JavaScript Array.splice() - Insert, Remove, and Replace Elements

Complete guide to Array.splice() for inserting, removing, and replacing elements at any position. Includes visual examples and the ES2023 toSpliced() alternative. Free reference.

Mutation

Detailed Explanation

Understanding Array.splice()

Array.splice() is the most versatile mutating method.
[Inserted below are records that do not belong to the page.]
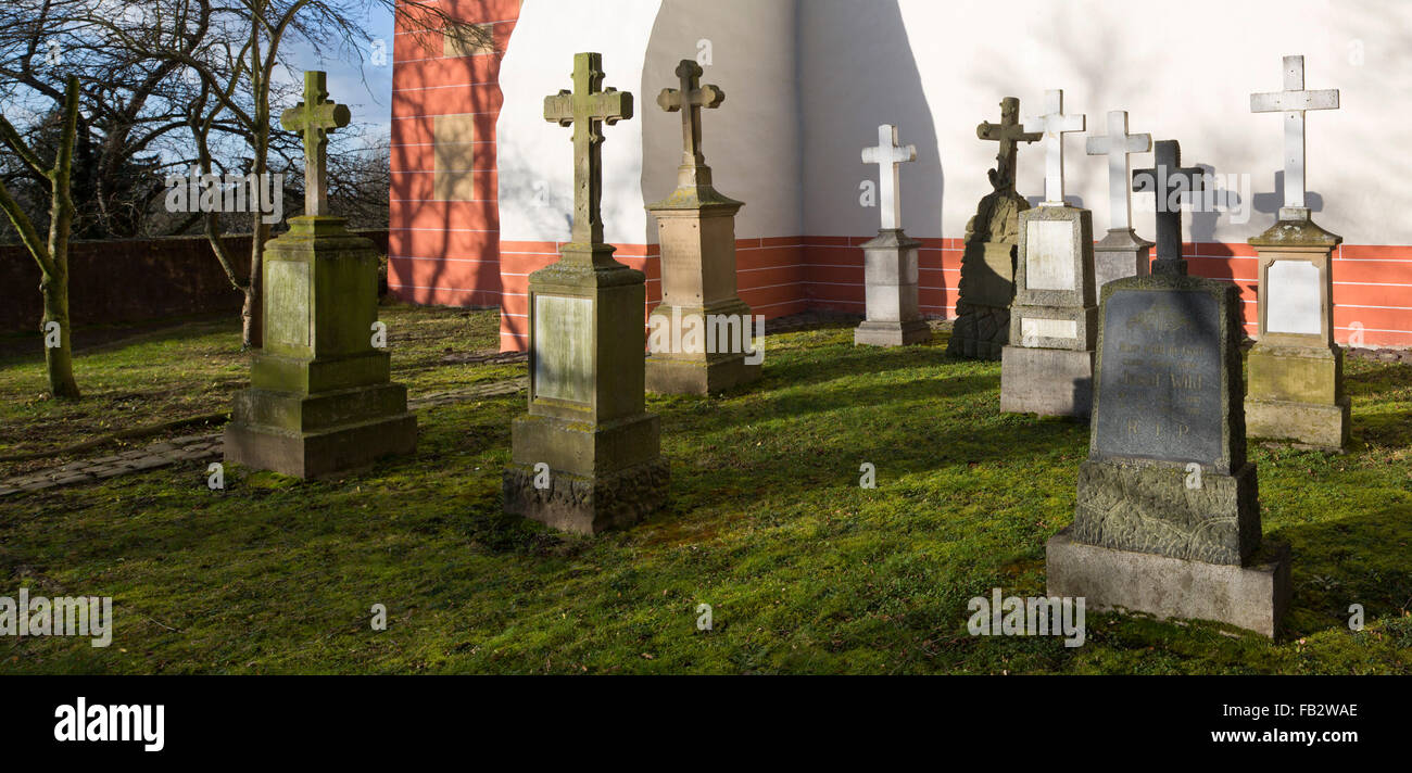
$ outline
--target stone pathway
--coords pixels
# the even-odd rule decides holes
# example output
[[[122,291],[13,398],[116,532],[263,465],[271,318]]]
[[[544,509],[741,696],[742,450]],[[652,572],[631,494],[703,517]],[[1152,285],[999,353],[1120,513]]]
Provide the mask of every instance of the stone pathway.
[[[514,392],[524,391],[528,386],[528,378],[508,378],[504,381],[477,384],[465,389],[432,392],[429,395],[407,401],[407,406],[411,409],[431,408],[465,402],[476,398],[511,395]],[[28,494],[31,491],[42,491],[45,488],[56,488],[80,482],[102,481],[117,475],[126,475],[128,473],[141,473],[145,470],[155,470],[158,467],[169,467],[172,464],[189,461],[216,461],[220,456],[222,432],[189,434],[186,437],[175,437],[172,440],[152,443],[145,449],[134,449],[119,454],[71,461],[59,467],[51,467],[48,470],[38,470],[25,475],[0,480],[0,497]]]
It can remove elements, insert elements, or replace elements at any position in the array — all in a single call.

Syntax

const removed = array.splice(start, deleteCount, item1, item2, ...);
  • start — index where the operation begins
  • deleteCount — how many elements to remove (0 to insert without removing)
  • item1, item2, ... — elements to insert at the start position

Returns an array of removed elements.

Remove Elements

const arr = ["a", "b", "c", "d", "e"];
const removed = arr.splice(1, 2);
// arr: ["a", "d", "e"]
// removed: ["b", "c"]

Insert Elements

const arr = ["a", "c", "d"];
arr.splice(1, 0, "b");
// arr: ["a", "b", "c", "d"]

Replace Elements

const arr = ["a", "b", "x", "d"];
arr.splice(2, 1, "c");
// arr: ["a", "b", "c", "d"]

Negative Indices

Negative start values count from the end:

const arr = [1, 2, 3, 4, 5];
arr.splice(-2, 1);
// arr: [1, 2, 3, 5] (removed element at index -2 = index 3)

splice vs slice

splice() slice()
Mutates? Yes No
Returns Removed elements New sub-array
Can insert? Yes No

ES2023: toSpliced()

For immutable operations, use toSpliced():

const arr = ["a", "c", "d"];
const result = arr.toSpliced(1, 0, "b");
// result: ["a", "b", "c", "d"]
// arr: ["a", "c", "d"] (unchanged)

Use Case

Use splice() for managing ordered lists where items need to be added, removed, or replaced at specific positions. Common in drag-and-drop reordering, todo list management, and any in-place array modification scenario.